Incident Timeline (UTC)
- 17:52 – Device registration fails in WARP. Incident begins.
- 18:05 – Error rates spike across multiple services.
- 18:06 – Root cause traced to Workers KV. Incident escalated.
- 18:21 – Incident severity upgraded to P0 (highest priority).
- 18:43 – Access team begins re-architecting to avoid KV.
- 19:09 – Gateway team starts removing KV dependencies.
- 19:32 – Load-shedding begins to protect remaining KV capacity.
- 20:23 – KV storage backend begins recovering.
- 20:28 – Incident ends. Monitoring continues.
Remediation Measures and Next Steps
Cloudflare is accelerating several infrastructure updates to avoid such outages in the future:
- Decoupling from single-provider dependencies: Infrastructure is being re-architected to reduce reliance on external vendors.

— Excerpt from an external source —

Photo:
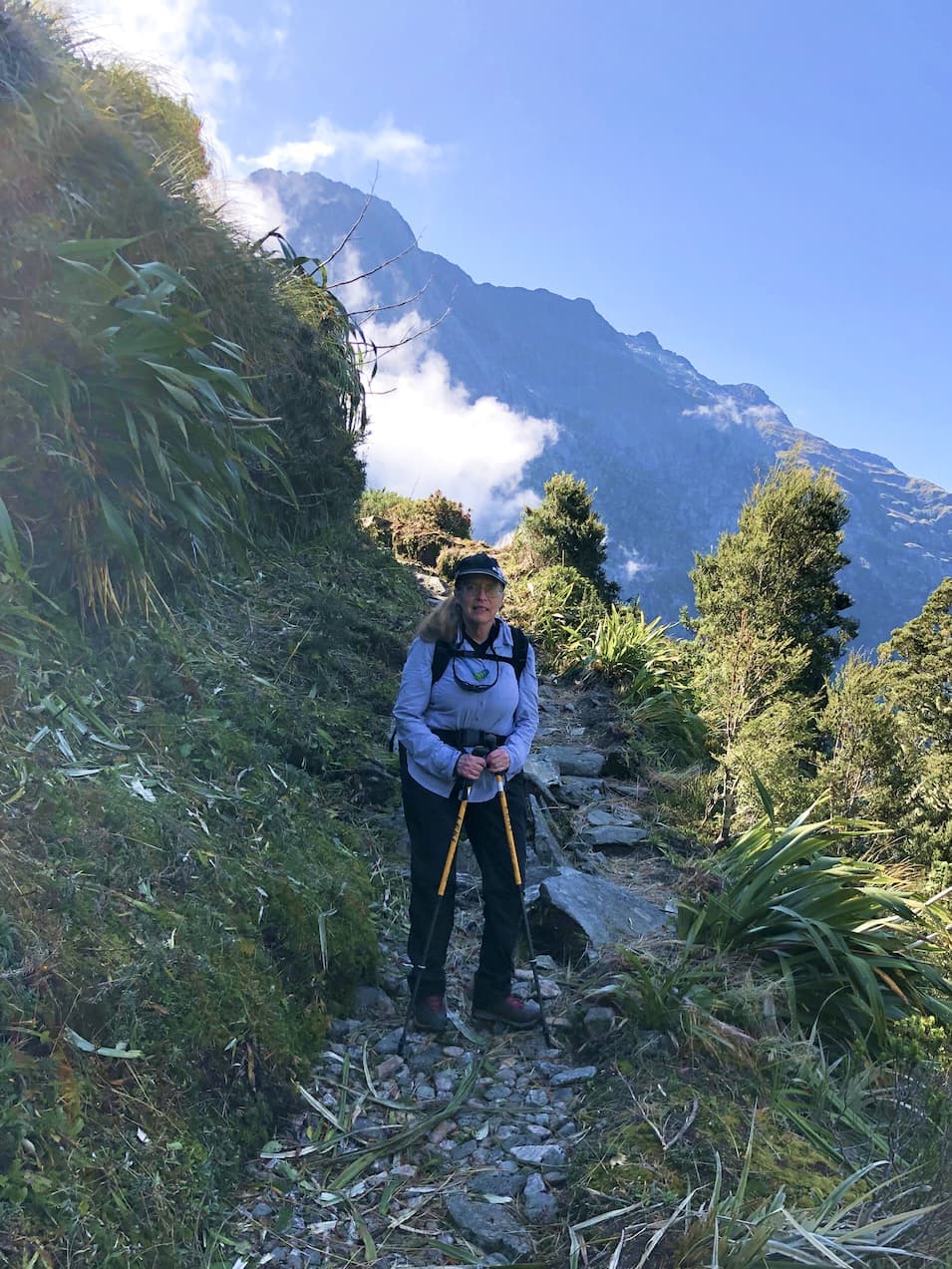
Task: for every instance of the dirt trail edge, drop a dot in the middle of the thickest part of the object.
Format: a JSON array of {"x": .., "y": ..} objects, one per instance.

- KV migration to Cloudflare R2: Ensures higher data resilience and meets compliance needs.
- Progressive namespace reactivation tooling: Helps gradually restore services without overwhelming the backend.
- Blast radius mitigation: Making each product resilient to failures of underlying components like Workers KV.
Cloudflare emphasized that internal teams are auditing service dependencies and pushing for greater infrastructure independence and fault tolerance. The transition to more robust architecture is ongoing and a top priority.
Transparency and Accountability
Cloudflare has taken full responsibility for the outage, acknowledging that even though the immediate failure was caused by a third-party provider, the architectural decisions leading to this dependency fall on them.
They have committed to publishing further technical insights and will continue to update stakeholders through their blog and incident reports.